Кузнечик застыл, будто пришпиленный к картонке натуралистом.
— Вот вам, господин логопед, десять рублей и ни в чем себе не отказывайте, — я бросил ему на колени купюру и дернул Марка за руку. — Пойдем.
— Простите! — пробормотал Марк. — До свидания!
— Ты еще ножкой шаркни, — посоветовал я.
Дед мял пустой пакет, но по виду его было ясно, что он с большим удовольствием пощупал бы мои кишки. «Паук! Самый настоящий паук!», — думал я, удаляясь с неприличной поспешностью.
— А ты тертый калач, — восхитился Марк, едва поспевая за мной.
— Оставь в покое хлебобулочные изделия! — закричал я, уверенный, что сегодня ночью мне будут сниться кошмары про насекомых со скрипучими голосами.
* * *
Я сочинил торжественную речь, нашпиговав ее зефирами, струящими эфир, съел холодный чебурек, полюбовался на новую ботиночную коллекцию в обувной лавке, обошел кругом высотное здание, погадал, на каком этаже Марк выказывает радийный экстерьер и, не придя ни к какому выводу, разозлился.
— У меня ведь и свои дела имеются! — сказал я, уговаривая себя ехать домой, не дожидаясь Маруси.
Но потом смирился: вряд ли Марка держали бы там наверху так долго, если бы он совсем не годился в эфирные создания. Настроившись на лучшее, я подпер колонну, удерживающую бетонный козырек перед входом в высотку, и от скуки начал медитировать. Обычно, нирвана меня игнорирует: то есть хочется, то спина чешется, но на этот раз вдруг получилось. «Надо на сытый желудок», — с благодарностью вспомнил я чебурек, но уже через мгновение моя голова уже зазвенела от отсутствия мыслей, а потом зашумело море. Оно переливалось из одного уха в другое, напевая свою неторопливую песню, вечную, как мир, неизменную, как солнце…
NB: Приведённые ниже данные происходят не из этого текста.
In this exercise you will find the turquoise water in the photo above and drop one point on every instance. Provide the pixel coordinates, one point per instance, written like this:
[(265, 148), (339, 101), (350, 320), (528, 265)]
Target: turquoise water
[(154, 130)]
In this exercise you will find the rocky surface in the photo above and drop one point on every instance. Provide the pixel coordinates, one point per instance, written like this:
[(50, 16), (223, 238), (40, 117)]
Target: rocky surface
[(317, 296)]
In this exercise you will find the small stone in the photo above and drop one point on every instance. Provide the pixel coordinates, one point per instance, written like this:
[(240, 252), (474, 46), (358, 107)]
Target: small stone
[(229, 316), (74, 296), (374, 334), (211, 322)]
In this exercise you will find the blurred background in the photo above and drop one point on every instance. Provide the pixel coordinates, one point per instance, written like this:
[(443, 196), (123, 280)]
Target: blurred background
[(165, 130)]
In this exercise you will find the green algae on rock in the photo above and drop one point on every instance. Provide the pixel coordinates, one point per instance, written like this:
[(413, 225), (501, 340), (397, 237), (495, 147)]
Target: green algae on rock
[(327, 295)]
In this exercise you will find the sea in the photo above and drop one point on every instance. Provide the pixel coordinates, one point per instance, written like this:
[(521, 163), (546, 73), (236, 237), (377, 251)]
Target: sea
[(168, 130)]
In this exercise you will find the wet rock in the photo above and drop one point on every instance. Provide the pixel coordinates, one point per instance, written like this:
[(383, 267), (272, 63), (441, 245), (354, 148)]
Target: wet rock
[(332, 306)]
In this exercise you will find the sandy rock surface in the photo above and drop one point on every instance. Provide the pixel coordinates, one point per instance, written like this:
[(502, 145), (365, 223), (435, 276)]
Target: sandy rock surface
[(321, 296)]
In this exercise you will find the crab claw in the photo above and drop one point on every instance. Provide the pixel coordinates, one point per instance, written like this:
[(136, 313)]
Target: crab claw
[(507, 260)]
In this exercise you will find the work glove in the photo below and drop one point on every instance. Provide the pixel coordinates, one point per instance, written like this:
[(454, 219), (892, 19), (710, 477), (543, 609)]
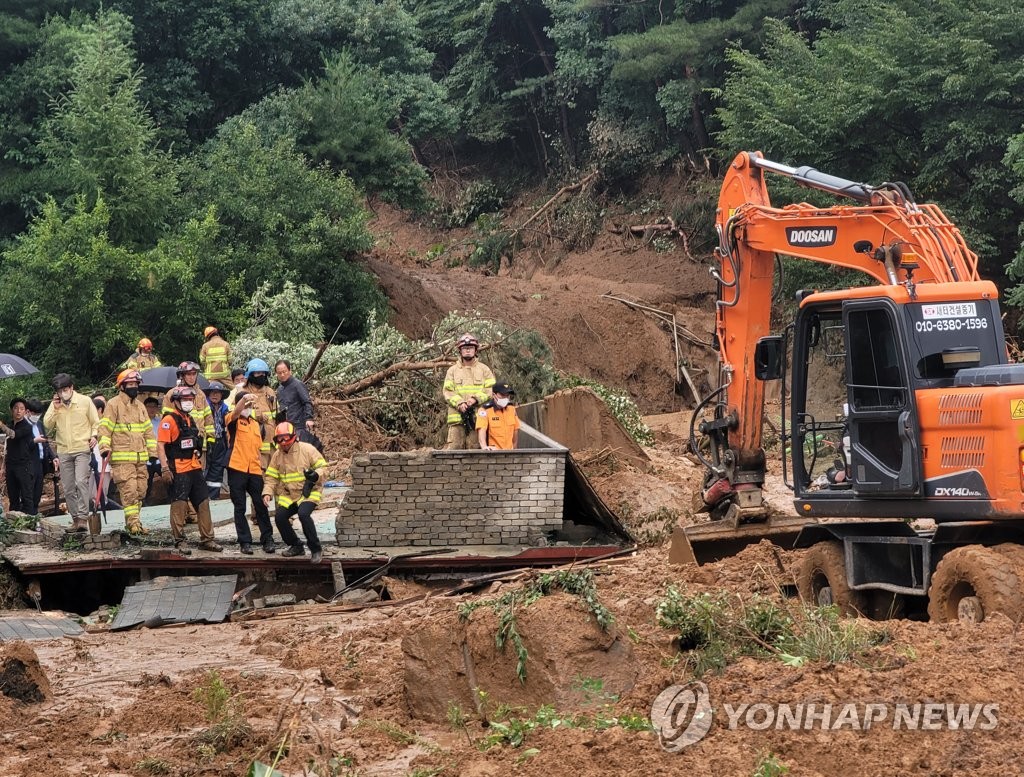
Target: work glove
[(311, 477)]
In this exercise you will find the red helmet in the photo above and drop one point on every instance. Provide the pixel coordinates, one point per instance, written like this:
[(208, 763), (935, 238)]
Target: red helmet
[(285, 434), (181, 393), (129, 375)]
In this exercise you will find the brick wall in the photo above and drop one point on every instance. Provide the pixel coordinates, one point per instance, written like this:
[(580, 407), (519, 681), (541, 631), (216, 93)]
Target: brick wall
[(453, 498)]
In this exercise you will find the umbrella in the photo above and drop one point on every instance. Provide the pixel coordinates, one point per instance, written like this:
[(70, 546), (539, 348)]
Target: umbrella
[(164, 378), (13, 367)]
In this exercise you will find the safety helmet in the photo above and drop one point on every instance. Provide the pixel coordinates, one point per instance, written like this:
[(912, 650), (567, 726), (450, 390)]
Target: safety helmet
[(284, 434), (129, 375), (181, 393), (256, 365)]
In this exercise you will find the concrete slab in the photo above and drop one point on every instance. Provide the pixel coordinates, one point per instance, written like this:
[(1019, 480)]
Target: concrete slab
[(18, 624), (177, 600)]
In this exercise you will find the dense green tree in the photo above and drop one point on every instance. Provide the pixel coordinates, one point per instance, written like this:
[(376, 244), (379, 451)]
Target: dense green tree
[(926, 93), (283, 219), (99, 141)]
Отупение, вдвойне счастливое от того, что уникальное, было прервано самым грубым образом.
— Олег — душка! — проорал в ухо Марк, внезапно материализуясь.
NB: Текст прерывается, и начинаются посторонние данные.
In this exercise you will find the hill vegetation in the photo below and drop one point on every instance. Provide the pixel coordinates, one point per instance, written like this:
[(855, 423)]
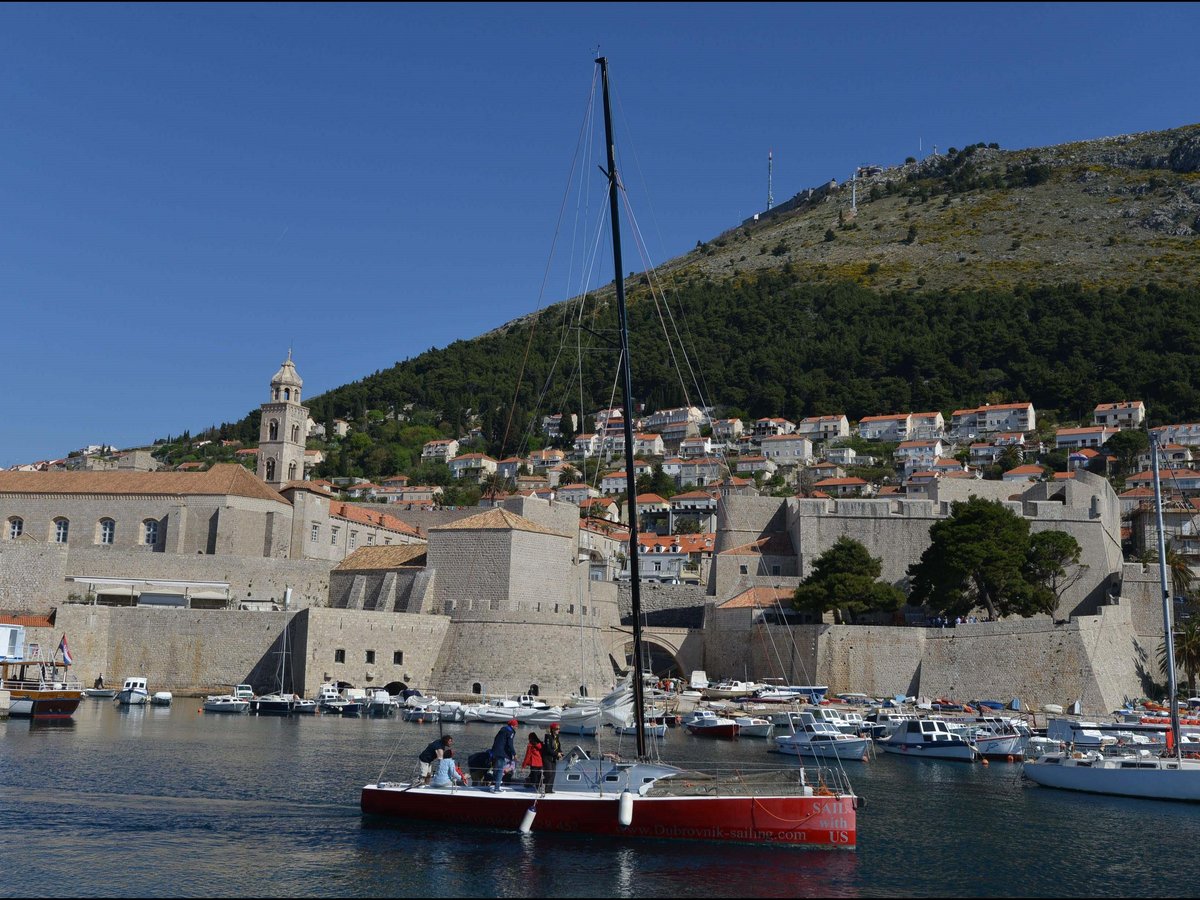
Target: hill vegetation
[(1065, 276)]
— Неужели? — встрепенулся я и попытался вспомнить свою поздравительную речь.
Увы, зефиры с эфирами испарились вместе с нирваной.
— …такой красавчик, часики «Босс», три языка, и в Амстердаме был, пробовал лунный кекс, я-то опозорился, говорю, какой кекс, а он странно так на меня смотрит и говорит «лунный», и смеется…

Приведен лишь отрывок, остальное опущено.